IPR Court Resolved Case Over Competition Between Porcelain Factory and Manufacturer of Tea Products

The IPR Court upheld the position of the lower courts that there were no grounds for overturning the

Federal Antimonopoly Service refusal to initiate proceedings for violation of antimonopoly legislation.

Despite the porcelain factory’s claims that there was a competitive relationship with the manufacturer of

tea products, the courts found the production of ceramic gift packages of tea with a similar pattern to be an

insufficient condition for establishing competition.


The Gzhel Porcelain Factory filed a lawsuit to invalidate the decision of the Federal Antimonopoly Service

to refuse to initiate proceedings against the company.


The IPR Court upheld the lower courts’ ruling, citing the absence of competitive relations between the

factory and the company manufacturing tea products, which is a key circumstance in unfair competition

cases.


The Federal Antimonopoly Service and the courts reasoned this conclusion by the fact that the factory’s

code under the Russian National Classifier of Types of Economic Activity referred to folk art and crafts

products, and the company’s code referred to the manufacturer of tea and coffee products.


The factory’s position was based on the fact that under the guise of tea trade, there was illegal trade in

pseudo-art products of folk arts and crafts, illegally marked Gzhel, a protected appellation of origin.


The plaintiff concluded so due to the fact that the manufacturer of tea products offers tea in gift ceramic

packaging, called Gzhel handmade teapots and marked with the words “Gzhel” and, “handmade”. The

packages are covered with a blue-and-white painting characteristic of Gzhel and are similar to the factory’s

products.


At the same time, the factory noted that the consumed product is only tea, but not the ceramic teapots, which

have independent value for the consumer as products of folk art and crafts and can be used by themselves.


However, the courts concluded that because of the differences in the commodity markets, the company’s

actions could not be aimed at obtaining advantages over the applicant.

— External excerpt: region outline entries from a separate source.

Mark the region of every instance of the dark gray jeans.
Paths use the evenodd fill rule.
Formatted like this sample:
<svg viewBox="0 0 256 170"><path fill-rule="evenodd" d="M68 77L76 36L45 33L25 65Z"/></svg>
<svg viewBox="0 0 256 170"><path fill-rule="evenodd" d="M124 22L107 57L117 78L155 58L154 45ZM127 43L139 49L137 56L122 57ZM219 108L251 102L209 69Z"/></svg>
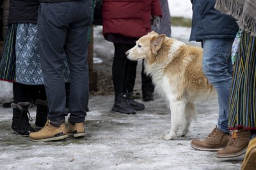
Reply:
<svg viewBox="0 0 256 170"><path fill-rule="evenodd" d="M88 103L88 31L92 1L41 3L38 20L40 55L48 100L48 118L60 122L65 112L66 92L61 57L70 68L69 122L83 122Z"/></svg>

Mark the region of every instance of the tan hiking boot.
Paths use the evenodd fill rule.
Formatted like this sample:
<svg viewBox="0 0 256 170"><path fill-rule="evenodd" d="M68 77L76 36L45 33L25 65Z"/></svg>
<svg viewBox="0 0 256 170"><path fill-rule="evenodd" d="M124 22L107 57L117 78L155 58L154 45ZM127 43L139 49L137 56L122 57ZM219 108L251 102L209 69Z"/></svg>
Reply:
<svg viewBox="0 0 256 170"><path fill-rule="evenodd" d="M241 170L256 169L256 138L250 141Z"/></svg>
<svg viewBox="0 0 256 170"><path fill-rule="evenodd" d="M64 122L57 123L48 118L43 129L29 134L29 139L33 141L58 141L68 137Z"/></svg>
<svg viewBox="0 0 256 170"><path fill-rule="evenodd" d="M251 133L244 130L237 130L232 132L228 145L216 155L218 158L232 158L243 155L246 151L249 143Z"/></svg>
<svg viewBox="0 0 256 170"><path fill-rule="evenodd" d="M67 131L69 136L73 136L74 138L85 136L84 122L76 123L74 125L68 123Z"/></svg>
<svg viewBox="0 0 256 170"><path fill-rule="evenodd" d="M218 151L224 148L228 141L228 134L217 129L217 126L205 140L193 140L190 146L195 150Z"/></svg>

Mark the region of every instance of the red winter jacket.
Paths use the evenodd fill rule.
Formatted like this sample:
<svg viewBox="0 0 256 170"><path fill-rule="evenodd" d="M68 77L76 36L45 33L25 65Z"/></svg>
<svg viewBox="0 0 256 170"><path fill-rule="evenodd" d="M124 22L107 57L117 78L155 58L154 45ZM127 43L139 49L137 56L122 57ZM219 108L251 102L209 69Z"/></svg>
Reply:
<svg viewBox="0 0 256 170"><path fill-rule="evenodd" d="M140 38L151 31L152 16L162 16L159 0L103 0L103 35Z"/></svg>

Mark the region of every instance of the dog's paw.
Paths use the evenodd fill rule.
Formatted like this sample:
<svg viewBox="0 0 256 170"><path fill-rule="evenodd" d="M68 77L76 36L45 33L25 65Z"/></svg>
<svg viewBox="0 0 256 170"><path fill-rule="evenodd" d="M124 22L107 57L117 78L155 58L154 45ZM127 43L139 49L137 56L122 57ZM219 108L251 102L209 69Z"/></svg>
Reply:
<svg viewBox="0 0 256 170"><path fill-rule="evenodd" d="M164 134L162 135L161 138L164 140L172 140L172 139L174 138L173 136L170 135L169 134Z"/></svg>

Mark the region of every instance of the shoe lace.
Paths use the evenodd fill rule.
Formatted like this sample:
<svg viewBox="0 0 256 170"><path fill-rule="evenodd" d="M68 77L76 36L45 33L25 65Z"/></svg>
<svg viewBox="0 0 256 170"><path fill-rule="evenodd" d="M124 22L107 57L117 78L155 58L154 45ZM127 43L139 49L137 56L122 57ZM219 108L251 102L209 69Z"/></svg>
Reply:
<svg viewBox="0 0 256 170"><path fill-rule="evenodd" d="M128 97L126 94L124 94L123 97L122 97L122 101L126 105L127 104L129 104L129 101L128 101Z"/></svg>
<svg viewBox="0 0 256 170"><path fill-rule="evenodd" d="M214 128L214 129L212 130L212 131L211 132L209 135L208 135L207 139L211 138L212 136L216 135L216 132L218 132L217 127Z"/></svg>
<svg viewBox="0 0 256 170"><path fill-rule="evenodd" d="M25 113L26 112L26 113ZM28 125L29 124L29 121L32 122L33 118L30 116L30 113L28 110L24 111L22 112L22 114L20 115L20 117L19 118L19 122L20 124Z"/></svg>
<svg viewBox="0 0 256 170"><path fill-rule="evenodd" d="M239 134L237 133L237 132L238 132L237 131L234 131L231 132L228 143L228 145L236 143L236 142L237 140L237 139L239 136Z"/></svg>

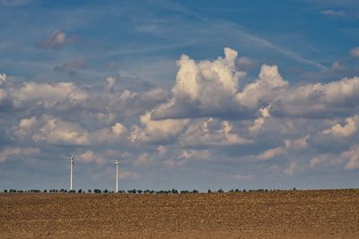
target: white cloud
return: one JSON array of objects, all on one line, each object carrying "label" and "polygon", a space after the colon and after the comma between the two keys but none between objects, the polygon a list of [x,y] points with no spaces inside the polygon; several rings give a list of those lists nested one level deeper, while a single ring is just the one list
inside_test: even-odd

Moreover, it had not been proven that

it was the company that produced the packaging in question.


The courts also emphasized that the disputed products were sold in stores that were not a place of sale of

handicrafts.


Sergey Zuykov, the Managing Partner of Zuykov & Partners, Russian Patent Attorney and Eurasian Patent

Attorney comments as follows. In order to identify an act of unfair competition, all signs of paragraph 9 of

Article 4 of the Law on Protection of Competition 3 should exemplify the actions of a business entity. First of

all, there must be competitive relations.


For their establishment, the commercialization of interchangeable products within the boundaries of one

territory is mandatory.


In this case, the goods cannot be recognized as such: the interchangeability is determined on the basis of

functional purpose, application, quality and technical specifications, price and other parameters, but not on

the appearance, design and labeling features.